Composed: 1841, 1845
Premiered: 1846, Leipzig
Duration: 31 minutes
Robert Schumann started his musical career with the intention of becoming a pianist, and eventually married one of the world’s foremost piano virtuosos, Clara Wieck. His ambitions to become a performer himself were thwarted by a mysterious paralysis of his right hand. The world has cause to be grateful for this apparent tragedy, for it allowed Schumann to devote all his energy to musical journalism and composition, with a background of deep understanding of the piano.
His Piano Concerto had its beginnings in 1841, when Schumann composed what was to become the first movement, calling it Phantasie in A Minor.

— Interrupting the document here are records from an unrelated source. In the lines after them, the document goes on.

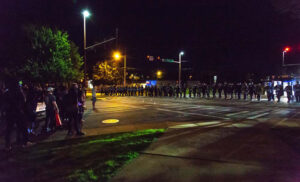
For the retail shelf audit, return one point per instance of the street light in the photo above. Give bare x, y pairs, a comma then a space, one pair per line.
159, 74
85, 14
286, 49
117, 56
179, 76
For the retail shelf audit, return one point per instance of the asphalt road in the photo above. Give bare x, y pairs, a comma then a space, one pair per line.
145, 110
207, 140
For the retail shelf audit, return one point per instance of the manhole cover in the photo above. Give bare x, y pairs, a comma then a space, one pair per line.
110, 121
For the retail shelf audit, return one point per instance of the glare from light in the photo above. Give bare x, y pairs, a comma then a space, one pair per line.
117, 55
86, 13
110, 121
287, 49
159, 73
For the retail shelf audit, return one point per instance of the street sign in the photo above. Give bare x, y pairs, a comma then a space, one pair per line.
168, 60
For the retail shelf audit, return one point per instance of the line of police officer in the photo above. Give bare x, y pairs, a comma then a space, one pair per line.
228, 90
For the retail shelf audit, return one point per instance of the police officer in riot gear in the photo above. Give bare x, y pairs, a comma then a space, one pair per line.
220, 88
279, 91
297, 91
289, 92
258, 91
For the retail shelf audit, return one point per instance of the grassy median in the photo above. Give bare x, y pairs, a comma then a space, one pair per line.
82, 159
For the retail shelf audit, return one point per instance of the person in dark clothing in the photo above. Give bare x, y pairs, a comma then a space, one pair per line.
30, 108
297, 91
220, 88
289, 92
269, 89
51, 109
245, 90
14, 100
225, 89
251, 89
214, 88
239, 90
81, 102
72, 110
258, 91
279, 91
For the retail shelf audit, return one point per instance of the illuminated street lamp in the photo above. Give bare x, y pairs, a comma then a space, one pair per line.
159, 74
85, 14
117, 56
179, 76
286, 49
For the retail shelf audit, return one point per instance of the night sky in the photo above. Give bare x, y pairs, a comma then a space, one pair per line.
231, 39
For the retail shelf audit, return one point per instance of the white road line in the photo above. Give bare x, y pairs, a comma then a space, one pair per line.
237, 113
197, 114
257, 116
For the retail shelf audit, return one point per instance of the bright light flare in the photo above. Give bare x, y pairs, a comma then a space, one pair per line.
117, 56
158, 73
287, 49
86, 13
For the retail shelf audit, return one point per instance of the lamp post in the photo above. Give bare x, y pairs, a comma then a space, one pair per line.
85, 14
179, 74
287, 49
117, 56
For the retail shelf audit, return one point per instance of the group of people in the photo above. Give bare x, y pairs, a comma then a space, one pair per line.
217, 90
19, 105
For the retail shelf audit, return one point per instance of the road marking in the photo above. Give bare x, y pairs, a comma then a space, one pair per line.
189, 125
237, 113
258, 116
198, 114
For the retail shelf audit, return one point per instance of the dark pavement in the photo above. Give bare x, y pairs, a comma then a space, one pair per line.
206, 140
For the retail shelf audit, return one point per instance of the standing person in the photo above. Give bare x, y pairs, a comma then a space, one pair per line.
14, 107
269, 91
184, 90
279, 91
225, 89
245, 90
297, 91
30, 110
289, 92
72, 110
214, 88
177, 89
231, 90
203, 90
51, 109
194, 91
220, 88
258, 91
94, 98
239, 90
251, 90
81, 103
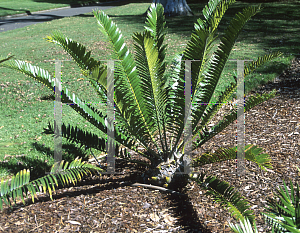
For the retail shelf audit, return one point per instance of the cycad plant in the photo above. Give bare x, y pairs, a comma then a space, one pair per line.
150, 105
282, 215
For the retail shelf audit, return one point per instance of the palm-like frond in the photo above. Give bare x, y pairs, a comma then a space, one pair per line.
85, 110
128, 93
222, 192
205, 91
252, 153
205, 135
259, 62
198, 49
76, 50
245, 227
20, 182
284, 214
5, 59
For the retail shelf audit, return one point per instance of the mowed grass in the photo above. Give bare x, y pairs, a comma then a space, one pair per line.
13, 7
26, 106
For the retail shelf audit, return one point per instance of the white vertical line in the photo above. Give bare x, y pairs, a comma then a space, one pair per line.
57, 113
187, 116
110, 146
240, 119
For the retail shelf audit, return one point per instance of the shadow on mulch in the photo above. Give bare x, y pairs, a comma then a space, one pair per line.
182, 207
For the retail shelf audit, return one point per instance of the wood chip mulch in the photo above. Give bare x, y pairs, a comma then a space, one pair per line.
111, 204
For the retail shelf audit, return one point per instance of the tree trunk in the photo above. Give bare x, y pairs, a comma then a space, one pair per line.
175, 7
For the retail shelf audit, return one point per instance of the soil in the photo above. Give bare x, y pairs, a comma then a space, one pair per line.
111, 203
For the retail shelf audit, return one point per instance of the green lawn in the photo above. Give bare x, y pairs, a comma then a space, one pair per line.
25, 105
12, 7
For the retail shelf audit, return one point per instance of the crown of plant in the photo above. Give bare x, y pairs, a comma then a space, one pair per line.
150, 105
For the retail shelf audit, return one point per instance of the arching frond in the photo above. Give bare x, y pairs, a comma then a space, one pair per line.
284, 214
20, 182
223, 193
205, 135
252, 153
128, 93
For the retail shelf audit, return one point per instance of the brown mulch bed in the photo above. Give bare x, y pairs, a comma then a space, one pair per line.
110, 204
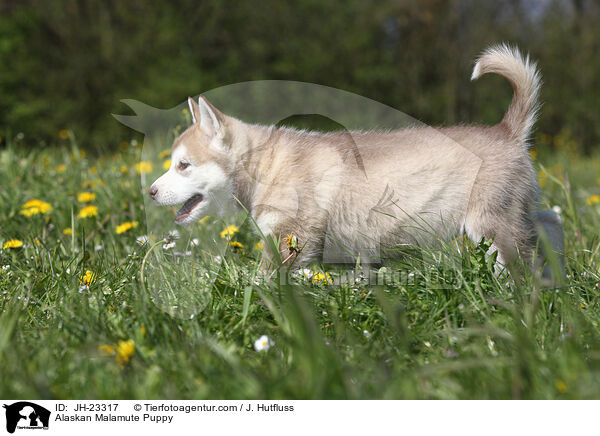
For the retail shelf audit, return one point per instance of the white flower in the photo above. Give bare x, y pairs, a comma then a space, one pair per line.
556, 209
263, 343
168, 245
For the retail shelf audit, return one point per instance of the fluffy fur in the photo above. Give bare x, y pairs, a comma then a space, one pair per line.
362, 193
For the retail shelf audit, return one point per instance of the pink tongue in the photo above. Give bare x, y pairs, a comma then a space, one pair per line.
188, 206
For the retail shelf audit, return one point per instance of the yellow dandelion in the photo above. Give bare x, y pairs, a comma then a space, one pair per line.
88, 278
292, 242
229, 231
13, 243
34, 207
106, 348
143, 167
86, 197
122, 228
593, 199
125, 350
88, 212
320, 278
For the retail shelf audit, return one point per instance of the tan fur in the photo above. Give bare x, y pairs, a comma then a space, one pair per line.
371, 191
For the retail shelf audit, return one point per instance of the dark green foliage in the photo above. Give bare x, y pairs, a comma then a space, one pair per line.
66, 64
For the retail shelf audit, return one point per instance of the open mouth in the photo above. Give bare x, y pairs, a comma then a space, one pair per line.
188, 206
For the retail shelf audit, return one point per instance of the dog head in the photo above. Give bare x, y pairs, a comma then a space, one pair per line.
200, 172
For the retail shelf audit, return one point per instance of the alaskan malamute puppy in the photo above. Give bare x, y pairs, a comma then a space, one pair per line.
412, 185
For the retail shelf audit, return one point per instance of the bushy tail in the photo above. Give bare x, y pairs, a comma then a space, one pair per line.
525, 79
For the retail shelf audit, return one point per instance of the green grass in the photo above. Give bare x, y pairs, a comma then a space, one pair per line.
484, 337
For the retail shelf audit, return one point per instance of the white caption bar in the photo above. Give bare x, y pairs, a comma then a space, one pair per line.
297, 417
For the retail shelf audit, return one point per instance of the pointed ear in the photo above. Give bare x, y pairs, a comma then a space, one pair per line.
211, 119
194, 110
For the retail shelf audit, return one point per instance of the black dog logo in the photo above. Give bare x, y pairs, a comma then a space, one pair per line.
27, 414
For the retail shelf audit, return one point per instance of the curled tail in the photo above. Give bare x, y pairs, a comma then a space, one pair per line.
525, 79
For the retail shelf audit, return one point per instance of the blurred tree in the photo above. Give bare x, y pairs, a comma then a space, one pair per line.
67, 63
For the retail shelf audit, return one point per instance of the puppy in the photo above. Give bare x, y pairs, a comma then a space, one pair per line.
362, 193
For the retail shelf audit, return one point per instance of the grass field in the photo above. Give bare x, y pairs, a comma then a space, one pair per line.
76, 321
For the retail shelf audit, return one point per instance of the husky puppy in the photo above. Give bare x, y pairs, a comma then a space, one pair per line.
367, 191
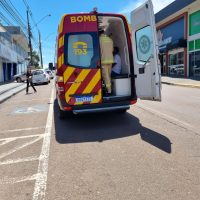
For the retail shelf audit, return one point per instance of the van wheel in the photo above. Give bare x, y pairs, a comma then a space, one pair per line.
62, 114
122, 111
19, 80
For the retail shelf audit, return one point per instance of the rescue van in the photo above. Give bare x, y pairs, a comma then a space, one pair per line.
79, 83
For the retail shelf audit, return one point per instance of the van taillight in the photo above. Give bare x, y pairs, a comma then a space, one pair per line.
133, 102
60, 85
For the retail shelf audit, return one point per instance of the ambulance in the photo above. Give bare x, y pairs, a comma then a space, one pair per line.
79, 83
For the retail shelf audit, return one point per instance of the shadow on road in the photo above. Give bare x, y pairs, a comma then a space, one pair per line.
105, 126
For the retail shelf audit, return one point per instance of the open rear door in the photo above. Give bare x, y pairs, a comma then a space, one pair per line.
145, 53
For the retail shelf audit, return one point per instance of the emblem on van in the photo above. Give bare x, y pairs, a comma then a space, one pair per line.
83, 18
80, 48
144, 44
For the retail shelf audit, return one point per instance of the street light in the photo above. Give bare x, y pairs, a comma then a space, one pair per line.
49, 15
30, 35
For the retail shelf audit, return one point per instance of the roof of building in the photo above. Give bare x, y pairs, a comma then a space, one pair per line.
171, 9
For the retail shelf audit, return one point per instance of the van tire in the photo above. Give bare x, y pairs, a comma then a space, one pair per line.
122, 111
62, 114
19, 80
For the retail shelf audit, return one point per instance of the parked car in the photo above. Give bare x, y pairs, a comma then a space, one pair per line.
40, 77
50, 73
20, 77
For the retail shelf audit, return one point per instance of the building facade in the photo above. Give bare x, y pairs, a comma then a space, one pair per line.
178, 32
13, 52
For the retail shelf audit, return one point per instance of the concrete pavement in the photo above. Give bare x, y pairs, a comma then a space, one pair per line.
10, 89
184, 82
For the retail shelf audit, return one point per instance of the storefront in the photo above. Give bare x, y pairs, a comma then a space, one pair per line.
172, 46
194, 44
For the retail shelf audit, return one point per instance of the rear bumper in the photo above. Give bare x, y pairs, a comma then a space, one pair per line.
97, 110
94, 108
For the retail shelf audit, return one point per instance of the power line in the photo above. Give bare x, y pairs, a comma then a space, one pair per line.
6, 20
17, 11
12, 14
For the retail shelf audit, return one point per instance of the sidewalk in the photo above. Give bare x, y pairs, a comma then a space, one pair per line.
10, 89
184, 82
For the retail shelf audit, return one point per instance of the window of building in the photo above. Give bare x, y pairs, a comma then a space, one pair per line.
194, 64
176, 64
81, 50
191, 45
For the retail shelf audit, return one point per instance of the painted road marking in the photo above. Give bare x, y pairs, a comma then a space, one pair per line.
30, 110
170, 119
41, 180
22, 129
7, 180
19, 160
20, 137
19, 147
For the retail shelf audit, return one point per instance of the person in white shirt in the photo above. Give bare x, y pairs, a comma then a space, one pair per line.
116, 69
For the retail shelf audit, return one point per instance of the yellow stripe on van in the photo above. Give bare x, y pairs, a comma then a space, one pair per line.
92, 83
61, 24
68, 72
97, 98
60, 60
72, 90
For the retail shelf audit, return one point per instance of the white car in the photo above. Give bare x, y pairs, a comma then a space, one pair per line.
40, 77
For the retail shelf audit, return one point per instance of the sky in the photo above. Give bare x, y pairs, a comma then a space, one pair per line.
57, 8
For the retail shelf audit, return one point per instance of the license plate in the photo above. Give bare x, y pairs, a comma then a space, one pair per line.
84, 99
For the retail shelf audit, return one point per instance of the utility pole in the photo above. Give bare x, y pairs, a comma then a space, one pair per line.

Up to this point, his compositions had been mainly concise miniatures – songs and solo piano pieces. The Schumanns were married in September of 1840, and a period of tremendous musical creativity followed, which allowed Robert – for the first time – to find the confidence to take on larger forms and orchestral music.
By 1845, when Schumann came to add the other two movements of the concerto, his mood had changed. He complained of exhaustion and despair – a foretaste of the psychiatric illness which ultimately claimed him. He and Clara had undertaken a prolonged concert tour to Russia the previous year. Travel always upset him; he needed calm and silence to compose. As he put it, “the distractions and unsettled nature of the virtuoso life are opposed to and injure lofty research and productivity, which require happiness and complete isolation from the world.”
Despite the years which separated the first movement from the other two and the change in Schumann’s emotional state, he was able to recover his earlier, youthful mood, with the result that the Piano Concerto is a unified whole. It was first performed in 1846 in Leipzig (by Clara, of course), and later that year in Vienna. The public was unresponsive: they had memories of Clara as a young girl playing brilliant showpieces and were unprepared for the subtle, romantic musicality that has made this work a favourite since its premiere, particularly among younger pianists.
Program note by the late Dr. C.W. Helleiner.